The second key learning is that most AI solutions for real business applications need to be pragmatic blends of both artificial intelligence and human intelligence – something called intelligence augmentation (IA) not just AI. Too many IT analysts and marketing VPs have hyped the promise of AI and ML and created unrealistic (and naïve) expectations for many would-be users. At one conference, I sat through three presentations by software companies and consultants that started the exact same way: they told you the story of IBM’s Deep Blue, and how it defeated the chess grandmaster, Gary Kasparov.  And this was before “The Queen’s Gambit” suddenly made chess cool. “Here’s the story we’ve been telling ourselves about AI for decades: it’s man versus machine, creators versus their creation, a ball of wrinkly meat versus a smooth block of silicon.”ii  But what few people talk about is that after Gary Kasparov lost to IBM’s AI, he and others developed a concept of combining both artificial and human intelligence in a tournament of “Centaur Chess” where competitors of all types competed: supercomputers, human grandmasters, mixed teams of humans and Ais.  “Not surprisingly, a Human+AI Centaur beats the solo human.  But — amazingly — a Human+AI Centaur also beats the solo computer.”ii

In the real-world of everyday business problems data is sparse, often historical (backward-looking), lacks the insights that humans may have collected in an analog manner, and in some cases, the data simply lacks observable evidence of the users’ potential strategy (hypothesis). Humans can have critical insights or context that the best model around utilizing the best data available, simply can’t provide.  The two together – artificial intelligence AND human intelligence – usually yield not only the most trustworthy results but usually the best results as well.

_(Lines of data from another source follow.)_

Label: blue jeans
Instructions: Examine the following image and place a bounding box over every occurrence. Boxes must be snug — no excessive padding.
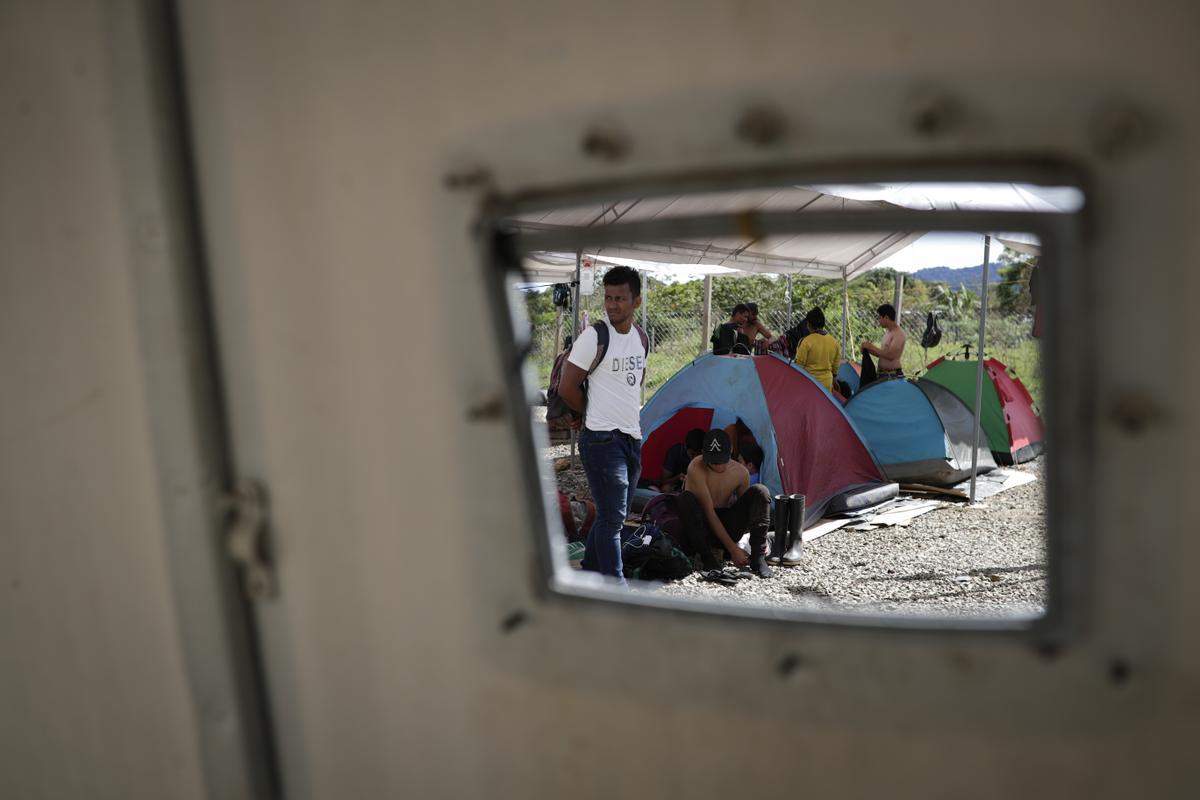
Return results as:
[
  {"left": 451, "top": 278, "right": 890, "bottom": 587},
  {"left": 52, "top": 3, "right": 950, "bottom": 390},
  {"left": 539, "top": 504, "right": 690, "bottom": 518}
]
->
[{"left": 580, "top": 428, "right": 642, "bottom": 583}]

One practical example of this principle is what we often refer to as “business rules” – essentially constraints that need to be layered into the AI-enabled solution so that you can prevent unacceptable (from a business perspective) outcomes.  These need to be as simple as the rules wizard in a desktop office software solution – something that can be managed without an advanced degree in operations research or statistics.

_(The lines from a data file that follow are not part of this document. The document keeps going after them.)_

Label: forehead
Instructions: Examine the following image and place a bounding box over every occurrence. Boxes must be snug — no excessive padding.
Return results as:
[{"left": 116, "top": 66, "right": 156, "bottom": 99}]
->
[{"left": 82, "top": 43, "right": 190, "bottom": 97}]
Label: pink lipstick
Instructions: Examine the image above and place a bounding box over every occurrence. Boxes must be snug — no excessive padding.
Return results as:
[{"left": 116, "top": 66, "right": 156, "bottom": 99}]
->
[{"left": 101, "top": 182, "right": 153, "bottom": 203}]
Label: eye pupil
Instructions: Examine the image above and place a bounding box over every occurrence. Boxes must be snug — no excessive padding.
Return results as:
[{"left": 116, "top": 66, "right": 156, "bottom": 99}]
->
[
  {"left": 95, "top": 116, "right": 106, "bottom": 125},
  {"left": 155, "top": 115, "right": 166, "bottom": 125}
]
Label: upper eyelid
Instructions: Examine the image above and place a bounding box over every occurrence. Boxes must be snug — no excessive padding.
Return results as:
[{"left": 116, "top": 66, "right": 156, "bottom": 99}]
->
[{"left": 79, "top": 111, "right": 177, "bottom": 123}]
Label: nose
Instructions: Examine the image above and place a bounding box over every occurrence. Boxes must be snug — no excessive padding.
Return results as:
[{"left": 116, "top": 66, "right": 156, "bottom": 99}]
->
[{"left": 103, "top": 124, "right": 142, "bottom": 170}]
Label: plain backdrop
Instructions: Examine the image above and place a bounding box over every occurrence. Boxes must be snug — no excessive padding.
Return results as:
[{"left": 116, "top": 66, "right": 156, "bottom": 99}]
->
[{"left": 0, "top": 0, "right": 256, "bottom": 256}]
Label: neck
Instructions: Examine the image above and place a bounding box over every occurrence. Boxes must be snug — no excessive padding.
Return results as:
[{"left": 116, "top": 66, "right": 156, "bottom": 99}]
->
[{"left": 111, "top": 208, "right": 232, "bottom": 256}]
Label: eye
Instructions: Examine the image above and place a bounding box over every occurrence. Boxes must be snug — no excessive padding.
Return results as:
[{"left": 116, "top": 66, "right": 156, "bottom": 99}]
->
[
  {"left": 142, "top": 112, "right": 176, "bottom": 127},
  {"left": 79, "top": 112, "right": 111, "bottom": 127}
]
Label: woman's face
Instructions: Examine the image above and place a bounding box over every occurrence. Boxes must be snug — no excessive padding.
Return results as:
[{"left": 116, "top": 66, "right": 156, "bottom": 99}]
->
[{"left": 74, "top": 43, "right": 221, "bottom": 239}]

Another example of this is in the simple ability to provide overrides and “manual” adjustments to predictions and outcomes. While a purist might object to this, things like this are key to adoption and success. And you can always design the solution to observe such overrides and consider them to help train your model to be even better.

In summary, if you want an AI or ML solution that will be of any practical use, it needs to be a white-box model that is explainable, interpretable, and it will be both more usable and effective if it allows for human insights and intelligence to be combined with the artificial intelligence and insights – a centaur, or perhaps a cyborg.